Por hablar en contra de esta agresión a un pueblo más débil, Durana había sido enviado a prisión. Ahora había desperdiciado la oportunidad de alcanzar su libertad. Lo único que tenía que haber hecho era inclinarse ante el injusto y prevenirlo acerca de los males que su comportamiento le atraería. Mas no era propio de un sabio intentar cambiar el rumbo de las cosas, ni conseguir beneficios a cambio de ayudar a los malvados. Aunque cabía la posibilidad de que de nada hubieran valido palabras de advertencia ni frases de consuelo; la realidad era ésta: mientras el emperador procedía a conquistar a la débil gente del desierto, Lotar, el hijo favorito del emperador, furioso contra él por haber mandado asesinar a su madre, venía en camino con un gran ejército. La falta por la que se había condenado al cadalso a la emperatriz había consistido en venerar de manera oculta al dios de su aldea, un dios sin rostro ni nombre, que manifestaba su presencia a las mujeres y hombres buenos mediante un halo de luz y una paz del corazón, infinita.

Cada fiel de este dios traducía, no en palabras, sino en acciones, su mensaje: llevaba amor y alegría a los seres cercanos y lejanos, pero nunca con gesto de autoimportancia, nunca de arriba hacia abajo, sino en un plano de igualdad; incluso pedían permiso a los pobres para otorgarles ayuda, pues en todos y cada uno de ellos veían una centella de su deidad. Este dios no convenía al emperador ni a la clase dominante que lo sostenía, así que ellos, amantes del oro, odiaron a los amantes del dios amoroso, y los aniquilaron.

Pero el emperador amaba a su hijo. Ahora, en su peor pesadilla, que no tuvo tiempo de exponer al sabio debido a que se impacientó con la insolencia del mismo, había visto a su amado Lotar apretándole la garganta hasta hacerlo morir.

Hasta la triste prisión, con los primeros destellos del día siguiente, los pregoneros trajeron la noticia de la muerte de Ibrahim, llamado ahora el rey idiota.

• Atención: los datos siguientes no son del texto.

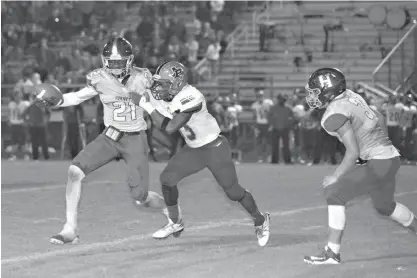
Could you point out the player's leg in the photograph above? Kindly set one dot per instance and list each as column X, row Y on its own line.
column 384, row 203
column 184, row 163
column 134, row 151
column 96, row 154
column 358, row 181
column 223, row 169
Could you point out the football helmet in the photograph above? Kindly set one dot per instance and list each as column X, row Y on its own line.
column 323, row 86
column 168, row 80
column 117, row 57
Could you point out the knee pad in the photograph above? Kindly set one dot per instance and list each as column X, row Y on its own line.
column 75, row 173
column 168, row 178
column 170, row 194
column 139, row 194
column 333, row 198
column 235, row 193
column 385, row 209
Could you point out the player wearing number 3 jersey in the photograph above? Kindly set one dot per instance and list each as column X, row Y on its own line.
column 363, row 132
column 175, row 105
column 123, row 137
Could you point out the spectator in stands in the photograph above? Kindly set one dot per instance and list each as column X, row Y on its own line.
column 63, row 61
column 194, row 25
column 309, row 127
column 173, row 51
column 37, row 119
column 213, row 55
column 192, row 50
column 281, row 120
column 215, row 108
column 44, row 55
column 74, row 121
column 299, row 111
column 177, row 28
column 25, row 85
column 16, row 107
column 145, row 31
column 216, row 6
column 260, row 109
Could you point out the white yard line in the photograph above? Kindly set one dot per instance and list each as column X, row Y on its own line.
column 51, row 187
column 106, row 244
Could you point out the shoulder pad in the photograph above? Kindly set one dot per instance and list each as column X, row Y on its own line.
column 145, row 73
column 93, row 78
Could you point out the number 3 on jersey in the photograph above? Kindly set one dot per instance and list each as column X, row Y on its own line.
column 121, row 107
column 189, row 133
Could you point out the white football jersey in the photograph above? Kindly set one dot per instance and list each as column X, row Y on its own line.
column 202, row 128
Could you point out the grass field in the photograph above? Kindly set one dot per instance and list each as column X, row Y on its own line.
column 219, row 240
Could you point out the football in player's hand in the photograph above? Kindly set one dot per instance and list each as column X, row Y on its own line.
column 48, row 95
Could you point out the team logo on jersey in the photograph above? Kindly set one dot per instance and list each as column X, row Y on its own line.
column 186, row 99
column 177, row 72
column 325, row 81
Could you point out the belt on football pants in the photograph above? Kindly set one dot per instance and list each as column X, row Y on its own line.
column 115, row 134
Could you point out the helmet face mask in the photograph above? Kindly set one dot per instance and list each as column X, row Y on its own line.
column 119, row 68
column 169, row 80
column 323, row 86
column 117, row 57
column 160, row 88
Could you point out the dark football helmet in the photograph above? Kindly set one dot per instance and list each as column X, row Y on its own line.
column 323, row 86
column 117, row 57
column 168, row 80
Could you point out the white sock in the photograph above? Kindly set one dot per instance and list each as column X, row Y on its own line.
column 402, row 215
column 337, row 217
column 334, row 247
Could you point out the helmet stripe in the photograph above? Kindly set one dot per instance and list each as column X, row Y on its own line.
column 160, row 67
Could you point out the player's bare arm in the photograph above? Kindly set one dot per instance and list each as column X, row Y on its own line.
column 381, row 120
column 340, row 123
column 78, row 97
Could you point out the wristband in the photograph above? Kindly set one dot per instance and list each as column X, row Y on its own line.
column 148, row 107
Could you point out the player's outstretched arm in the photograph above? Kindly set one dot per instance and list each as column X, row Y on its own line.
column 76, row 98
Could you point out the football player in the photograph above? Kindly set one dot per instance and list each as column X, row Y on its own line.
column 124, row 135
column 363, row 132
column 175, row 105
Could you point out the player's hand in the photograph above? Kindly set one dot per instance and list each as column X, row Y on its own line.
column 329, row 180
column 135, row 97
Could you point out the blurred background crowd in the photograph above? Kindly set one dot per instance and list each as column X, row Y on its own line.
column 59, row 42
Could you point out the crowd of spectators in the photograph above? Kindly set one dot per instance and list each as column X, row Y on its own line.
column 288, row 124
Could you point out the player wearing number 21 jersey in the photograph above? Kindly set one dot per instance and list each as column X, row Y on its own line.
column 175, row 105
column 124, row 135
column 363, row 132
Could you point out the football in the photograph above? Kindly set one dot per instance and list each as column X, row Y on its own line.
column 50, row 93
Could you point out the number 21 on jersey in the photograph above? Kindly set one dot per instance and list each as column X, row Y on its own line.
column 120, row 109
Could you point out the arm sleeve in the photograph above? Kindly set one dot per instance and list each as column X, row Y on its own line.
column 334, row 122
column 188, row 101
column 76, row 98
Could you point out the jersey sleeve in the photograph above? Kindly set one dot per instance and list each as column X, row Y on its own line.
column 188, row 100
column 93, row 78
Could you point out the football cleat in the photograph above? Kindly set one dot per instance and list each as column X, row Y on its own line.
column 171, row 228
column 60, row 239
column 262, row 231
column 326, row 257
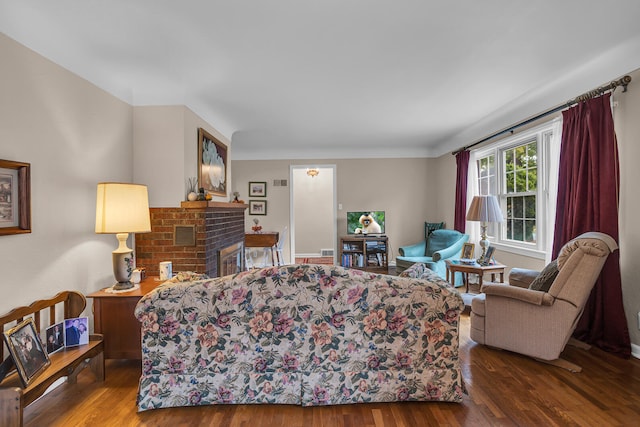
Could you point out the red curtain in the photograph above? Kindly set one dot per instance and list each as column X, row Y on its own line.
column 588, row 188
column 462, row 162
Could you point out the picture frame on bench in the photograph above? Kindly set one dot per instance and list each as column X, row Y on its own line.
column 55, row 338
column 27, row 351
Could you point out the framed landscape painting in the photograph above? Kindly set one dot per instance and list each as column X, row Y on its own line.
column 212, row 164
column 15, row 197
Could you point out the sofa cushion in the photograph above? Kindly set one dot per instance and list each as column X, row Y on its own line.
column 441, row 239
column 546, row 277
column 430, row 227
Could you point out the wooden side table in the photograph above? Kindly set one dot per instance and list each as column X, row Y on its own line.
column 480, row 270
column 114, row 318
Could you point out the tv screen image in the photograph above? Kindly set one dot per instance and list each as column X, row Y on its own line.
column 365, row 222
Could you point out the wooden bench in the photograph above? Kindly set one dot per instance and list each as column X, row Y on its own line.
column 67, row 362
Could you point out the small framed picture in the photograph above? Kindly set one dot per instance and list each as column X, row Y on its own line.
column 54, row 337
column 26, row 350
column 257, row 189
column 76, row 331
column 468, row 251
column 257, row 207
column 488, row 255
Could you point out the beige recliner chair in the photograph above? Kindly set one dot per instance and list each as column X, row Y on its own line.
column 540, row 323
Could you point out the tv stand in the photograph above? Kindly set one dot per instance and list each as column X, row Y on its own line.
column 365, row 252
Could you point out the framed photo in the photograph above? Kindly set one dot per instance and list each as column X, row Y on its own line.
column 257, row 207
column 15, row 197
column 26, row 350
column 76, row 331
column 488, row 255
column 468, row 251
column 212, row 164
column 257, row 189
column 54, row 337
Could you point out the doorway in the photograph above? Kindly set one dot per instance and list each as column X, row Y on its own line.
column 313, row 211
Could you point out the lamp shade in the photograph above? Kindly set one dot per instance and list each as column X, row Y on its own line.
column 485, row 209
column 122, row 208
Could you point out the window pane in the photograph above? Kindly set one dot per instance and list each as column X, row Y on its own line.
column 521, row 181
column 518, row 207
column 532, row 155
column 533, row 180
column 530, row 231
column 509, row 178
column 520, row 157
column 530, row 207
column 518, row 230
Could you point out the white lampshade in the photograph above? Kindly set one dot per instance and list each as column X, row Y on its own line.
column 485, row 209
column 122, row 209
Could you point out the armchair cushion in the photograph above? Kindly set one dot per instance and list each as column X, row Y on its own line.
column 546, row 277
column 441, row 239
column 442, row 244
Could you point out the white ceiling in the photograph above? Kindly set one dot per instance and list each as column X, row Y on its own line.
column 338, row 78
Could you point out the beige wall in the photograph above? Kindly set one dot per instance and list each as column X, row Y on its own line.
column 74, row 135
column 404, row 188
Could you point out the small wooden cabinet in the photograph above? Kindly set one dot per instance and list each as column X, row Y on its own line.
column 368, row 253
column 114, row 319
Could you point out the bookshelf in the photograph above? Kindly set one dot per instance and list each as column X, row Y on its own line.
column 368, row 253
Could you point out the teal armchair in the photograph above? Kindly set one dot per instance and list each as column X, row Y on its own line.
column 440, row 246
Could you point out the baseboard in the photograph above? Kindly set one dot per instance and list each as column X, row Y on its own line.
column 635, row 351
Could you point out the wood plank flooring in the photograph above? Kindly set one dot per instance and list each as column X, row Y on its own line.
column 504, row 389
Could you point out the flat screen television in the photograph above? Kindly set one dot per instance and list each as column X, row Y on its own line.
column 365, row 222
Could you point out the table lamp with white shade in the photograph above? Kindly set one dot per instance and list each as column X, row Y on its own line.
column 484, row 209
column 121, row 209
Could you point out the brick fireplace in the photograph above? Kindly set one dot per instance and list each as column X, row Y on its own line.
column 192, row 236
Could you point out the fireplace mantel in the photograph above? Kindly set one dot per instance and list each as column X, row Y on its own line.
column 211, row 204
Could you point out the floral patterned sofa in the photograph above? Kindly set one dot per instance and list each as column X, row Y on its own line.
column 300, row 334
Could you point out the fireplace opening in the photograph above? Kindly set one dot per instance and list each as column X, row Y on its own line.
column 231, row 259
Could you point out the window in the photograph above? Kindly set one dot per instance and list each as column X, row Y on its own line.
column 514, row 171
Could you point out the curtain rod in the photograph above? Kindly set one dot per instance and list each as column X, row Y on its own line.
column 624, row 81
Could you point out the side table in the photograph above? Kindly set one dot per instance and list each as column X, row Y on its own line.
column 114, row 319
column 480, row 270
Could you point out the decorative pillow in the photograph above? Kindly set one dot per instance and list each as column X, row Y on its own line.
column 546, row 277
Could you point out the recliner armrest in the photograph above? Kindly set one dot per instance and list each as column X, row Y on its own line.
column 522, row 277
column 514, row 292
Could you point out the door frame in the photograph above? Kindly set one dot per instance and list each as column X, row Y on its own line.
column 334, row 201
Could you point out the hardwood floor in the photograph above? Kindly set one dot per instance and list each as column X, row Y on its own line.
column 504, row 389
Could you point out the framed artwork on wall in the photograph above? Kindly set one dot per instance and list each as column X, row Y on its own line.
column 26, row 350
column 15, row 197
column 257, row 207
column 212, row 164
column 257, row 189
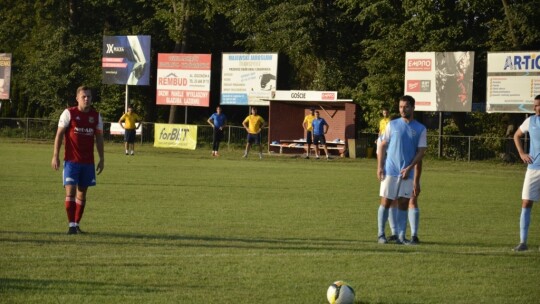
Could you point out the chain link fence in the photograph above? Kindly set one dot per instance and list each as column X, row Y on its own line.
column 460, row 148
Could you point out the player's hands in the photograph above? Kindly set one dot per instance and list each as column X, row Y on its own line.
column 100, row 166
column 405, row 172
column 526, row 158
column 55, row 163
column 416, row 189
column 380, row 174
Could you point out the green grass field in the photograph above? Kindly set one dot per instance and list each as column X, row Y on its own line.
column 176, row 226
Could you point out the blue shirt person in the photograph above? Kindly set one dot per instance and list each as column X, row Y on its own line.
column 402, row 147
column 218, row 121
column 320, row 127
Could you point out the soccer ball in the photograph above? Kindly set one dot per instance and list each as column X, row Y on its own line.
column 340, row 293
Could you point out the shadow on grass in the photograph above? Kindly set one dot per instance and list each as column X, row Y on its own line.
column 312, row 245
column 81, row 287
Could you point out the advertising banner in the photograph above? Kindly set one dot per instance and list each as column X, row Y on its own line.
column 513, row 80
column 183, row 79
column 5, row 75
column 126, row 60
column 305, row 95
column 116, row 129
column 440, row 81
column 175, row 136
column 248, row 78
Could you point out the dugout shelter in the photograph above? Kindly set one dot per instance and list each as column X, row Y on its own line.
column 286, row 134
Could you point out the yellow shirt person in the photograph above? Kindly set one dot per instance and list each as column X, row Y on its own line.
column 253, row 125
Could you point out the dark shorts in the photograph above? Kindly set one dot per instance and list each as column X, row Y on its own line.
column 83, row 175
column 129, row 136
column 309, row 137
column 254, row 138
column 319, row 139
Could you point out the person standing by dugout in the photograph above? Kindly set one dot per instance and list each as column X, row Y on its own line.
column 218, row 121
column 130, row 122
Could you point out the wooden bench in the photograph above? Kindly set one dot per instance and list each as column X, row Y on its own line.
column 295, row 144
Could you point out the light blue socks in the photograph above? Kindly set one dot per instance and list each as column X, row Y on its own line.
column 524, row 222
column 382, row 217
column 414, row 220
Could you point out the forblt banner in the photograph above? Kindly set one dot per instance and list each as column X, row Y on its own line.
column 175, row 136
column 513, row 80
column 183, row 79
column 440, row 81
column 5, row 75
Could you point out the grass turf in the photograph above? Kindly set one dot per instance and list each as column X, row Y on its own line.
column 178, row 226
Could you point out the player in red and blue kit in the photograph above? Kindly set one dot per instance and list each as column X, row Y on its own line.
column 80, row 126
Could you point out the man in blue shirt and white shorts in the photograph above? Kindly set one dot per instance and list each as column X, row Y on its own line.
column 403, row 145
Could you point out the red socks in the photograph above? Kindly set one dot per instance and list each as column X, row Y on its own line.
column 79, row 210
column 70, row 208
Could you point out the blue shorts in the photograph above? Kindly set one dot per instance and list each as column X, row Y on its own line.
column 309, row 137
column 129, row 136
column 319, row 139
column 82, row 175
column 254, row 138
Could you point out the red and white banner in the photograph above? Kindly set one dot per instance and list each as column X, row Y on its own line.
column 440, row 81
column 5, row 75
column 183, row 79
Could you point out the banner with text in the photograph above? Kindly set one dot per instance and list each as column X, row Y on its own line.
column 305, row 95
column 248, row 78
column 183, row 79
column 175, row 136
column 126, row 60
column 5, row 75
column 513, row 80
column 440, row 81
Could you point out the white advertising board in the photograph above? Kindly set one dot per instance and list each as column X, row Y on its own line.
column 513, row 80
column 248, row 78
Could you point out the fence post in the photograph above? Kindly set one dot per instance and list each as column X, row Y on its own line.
column 469, row 148
column 26, row 131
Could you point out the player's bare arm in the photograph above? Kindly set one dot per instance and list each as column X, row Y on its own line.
column 55, row 163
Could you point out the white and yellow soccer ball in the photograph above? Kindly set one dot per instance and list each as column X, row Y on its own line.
column 340, row 293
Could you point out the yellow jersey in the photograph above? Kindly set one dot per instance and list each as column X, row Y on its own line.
column 255, row 123
column 382, row 125
column 309, row 121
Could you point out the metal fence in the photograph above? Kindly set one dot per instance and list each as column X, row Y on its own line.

El intelectual Hugster, que había venido a esta patria a enseñar el valor de la libertad, en cuanto los rebeldes de Lotar abrieron las puertas de la prisión para liberarlo junto con Durana, se despidió de éste con las siguientes palabras:

—Me has ayudado a entender que es sólo el comportamiento ético el que nos coloca por encima de otros. Y aunque nos veamos subyugados a veces por los tiranos, tarde o temprano algo o alguien hará que todo vuelva a su cauce. La naturaleza misma no admite la incoherencia, ¿no es así?

Por única respuesta, el sabio dijo:

—Quien desea acumular poder, sólo hace la desgracia de otros, y la propia.

Luego echó a andar hacia su cueva.

Al doblar la esquina, tropezó con un joven de aspecto insignificante, el cual le pidió perdón por su descuido.

El sabio le palmeó la redonda e hirsuta cabeza:

—No te preocupes, Lotar. Ahora ve y piérdete en el anonimato, deja que la gente liberada sea realmente libre. ¡No cometas el error de fundar otra tiranía, pequeño rebelde!